As I was preparing my PowerPoint slides for today's lecture two things struck me. First, I really hate using PowerPoint. Two, how tenuous the argument against Zebedean authorship truly is. The core of that argument looks like this:
No Galilean fisherman could have written something like the Gospel of John.
John, son of Zebedee, was a Galilean fisherman.
Therefore, John, son of Zebedee, could not have written something the Gospel of John.
This line of argumentation has two major problems for the empirically-oriented investigator. First, it is deductive, and a deduction is only ever as strong as its major and minor premises. Sure, the argumentation is valid: if A then not B; but A; therefore B. Yet as I look at the major premise I wonder whether the argument is really that sound. Do we actually know that a Galilean fisherman could not have written something like the Gospel of John? If so, how do we know this?
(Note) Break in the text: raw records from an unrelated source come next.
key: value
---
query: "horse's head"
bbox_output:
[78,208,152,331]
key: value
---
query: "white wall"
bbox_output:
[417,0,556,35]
And this leads to the second problem: it is incredibly difficult to prove a negative.
There is a deeper problem, related to the distinction between what Lonergan calls classical and statistical heuristic structures. The former he defines as properly prescientific, the latter as properly. Prescientific, classical, structures, seek invariant rules: no Galilean fisherman could have written something like the Gospel of John, ever. This invariance is necessary, for absent that invariance the conclusion would not follow from the major and minor. That means that if I can show but one example of a Galilean fisherman who could have written something like the Gospel of John then I have proven the major to be unsound.
Once we shift to scientific, statistical, thinking, then for the major premise to be sound the probability of such a person having existed must be zero. Not less than zero, for that is impossible, or greater than zero, for such would invalidate the conclusion. One might try to salvage the argument by rephrasing the major to read "No typical Galilean fisherman..." but that then raises a difficulty with the minor premise, namely: how do we know that John, son of Zebedee, was a typical Galilean fisherman? This is also to say that the nature of statistics is such that even if 99% of all Galilean fishermen were persons who could not have written something like the Gospel of John it does not follow that there is a 99% chance that John, son of Zebedee, would be such a person. It's an example of the coin flip problem: just because you flip a coin ten times and eight times it comes up heads it does not follow that the eleventh coin has a 80% chance of coming up heads; it in fact has a 50% chance; and even if that were not the case 80% is not 100%.
Now, let's be clear: I am not arguing here that John, son of Zebedee, wrote the Fourth Gospel. I am arguing that that in a scientific, statistically-oriented, enterprise such as biblical studies should be it is extremely difficult if not impossible to use deductive arguments from historical generalizations in order to prove a negative with regards to a particular instance. As such I have become increasingly persuaded over the years that Zebedean authorship might not be as out there as is often supposed. I am thinking that in the next little while I'm going to spend some time really thinking about how Zebedean authorship might help or might alternatively hinder our understanding of the Fourth Gospel and the traditions related to its origins.
Yeah, and no rural lout from Stratford could have written "Hamlet."